Way too often, we talk ourselves into the living with limits — limits that are self-created and unnecessarily perpetuated. A recent conversation with a couple I’ve known for a very long time brought this to mind.
Intellectually gifted, their son applied to and was accepted into a prestigious private high school — the school of his dreams and one of his parents said they wanted him to be able to attend. BUT, they said, "We just can’t come up with the additional money required to cover our portion of fees and tuition."
They needed an additional $4000.00 for the first year. I asked, "Could you cut expenses by $400.00 per month? If you can find the money in your monthly budget, consider asking the school if a monthly payment arrangement would be acceptable. That way, you don’t have to come up with it all at once."
Immediately, they said, "Oh, no. We can’t find that kind of money in our budget. I guess he just won’t be able to go to that school, after all. It’s a shame. He’s worked so hard and deserves to have all the opportunities that will come his way because he went to this wonderful school. But, I don’t see a way to pull the money together."
Given that they initiated the conversation with me, I felt free to pushed a bit, offering some practical suggestions. I made several suggestions to the mother.

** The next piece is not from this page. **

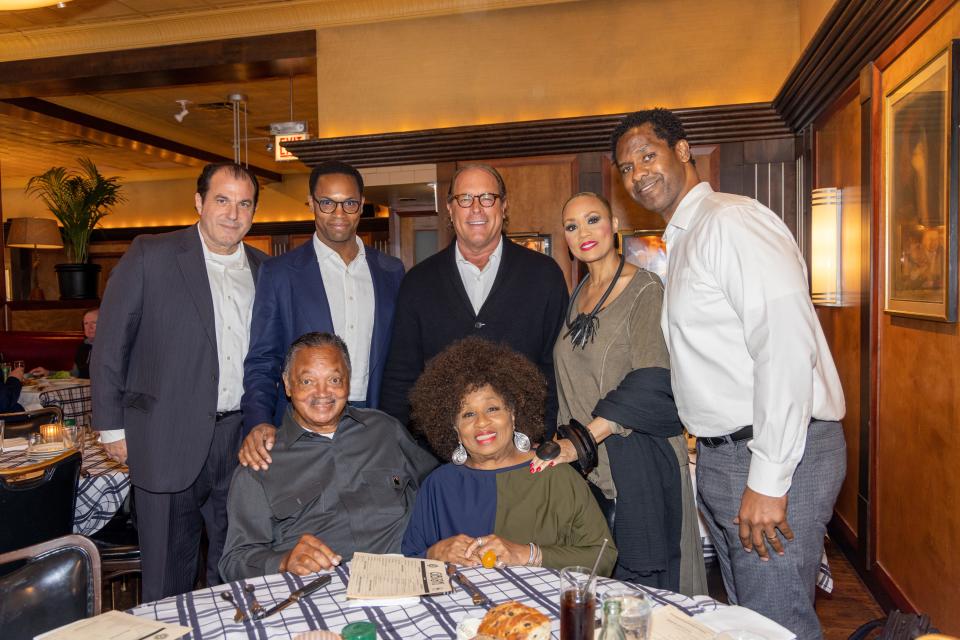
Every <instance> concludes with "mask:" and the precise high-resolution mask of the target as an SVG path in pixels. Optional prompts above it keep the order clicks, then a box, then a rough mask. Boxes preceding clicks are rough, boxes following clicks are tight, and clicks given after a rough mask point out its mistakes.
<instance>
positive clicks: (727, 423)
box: [661, 182, 845, 496]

She could do her own nails — manicure and pedicure — estimating that would net about $100 per month. She could also do her hair herself instead of going to the hairdresser twice monthly. The savings there could be as much as $125. Those ideas alone could put the family a little more than half way towards the $400 needed.
Turning to the father, I suggested he give up his basketball season ticket package and opt to attend a game or two instead of ten. That change could add an average of over $100 per month to the coffers.

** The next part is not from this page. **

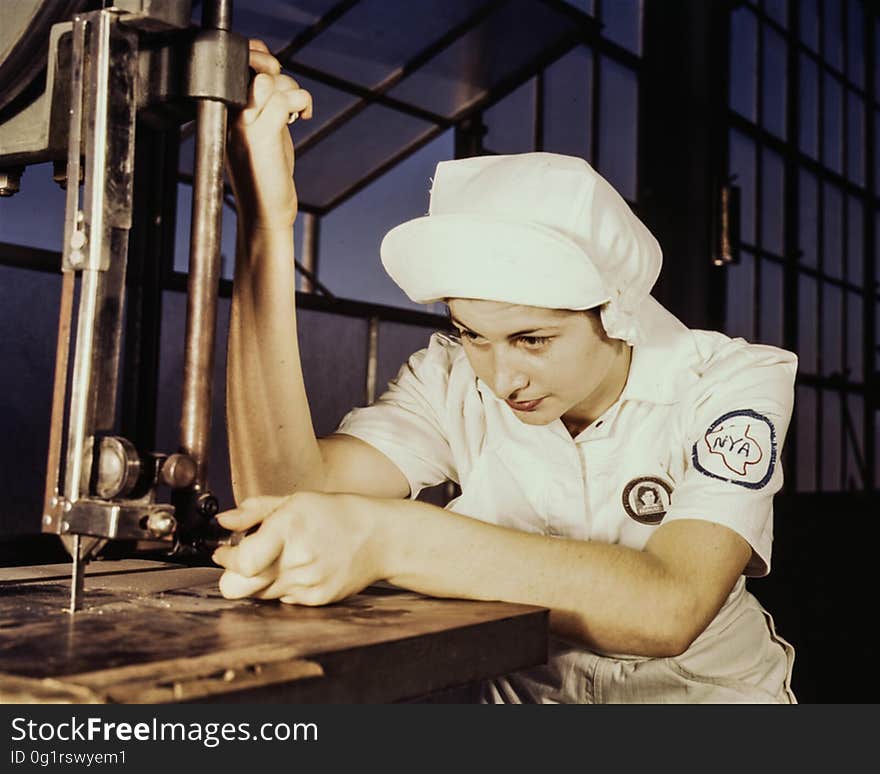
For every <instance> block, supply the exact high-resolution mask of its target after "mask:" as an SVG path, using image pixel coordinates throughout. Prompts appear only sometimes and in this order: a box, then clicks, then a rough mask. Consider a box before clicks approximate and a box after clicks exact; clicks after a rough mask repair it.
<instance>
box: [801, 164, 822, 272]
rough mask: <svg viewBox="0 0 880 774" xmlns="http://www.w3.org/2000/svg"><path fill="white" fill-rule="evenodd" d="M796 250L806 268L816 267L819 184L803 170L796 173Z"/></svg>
mask: <svg viewBox="0 0 880 774" xmlns="http://www.w3.org/2000/svg"><path fill="white" fill-rule="evenodd" d="M798 181H799V183H800V190H799V192H798V250H800V252H801V262H802V263H803V264H805V265H806V266H818V260H817V255H818V250H817V249H816V245H817V244H818V243H819V184H818V183H817V182H816V177H815V175H812V174H810V173H809V172H807V171H806V170H804V169H801V170H800V171H799V172H798Z"/></svg>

Add in fewer meals out and they would have more than the money required to fund a great educational opportunity for their talented son.
Each of the suggested changes could seem like a sacrifice — like giving up something. In fact, if the family follows-through with this plan, they will give up some things they’re accustomed to enjoying. But, in this case, they give them up for something they want more. In this way the give is not a sacrifice — but a change, a reprioritization of how resources are used. This family, like so many of us, stuck and unable to see clearly, needed help finding a way to move beyond the boundary limited thinking defined.
While I talked with the family about money, to be clear, I’m not a financial advisor. I’m simply a person who is interested in helping people find a way to move beyond the, “No. I can’t,” they have at the ready and get to, “Yes, I can!”
To which worthy dreams and goals have you said, "No, I can't?" Are you willing to change your mind, broaden your perspective, and if necessary, make a short-term “sacrifice” in order to create conditions that make, “Yes, I can” a real possibility when it comes to what’s truly important to you?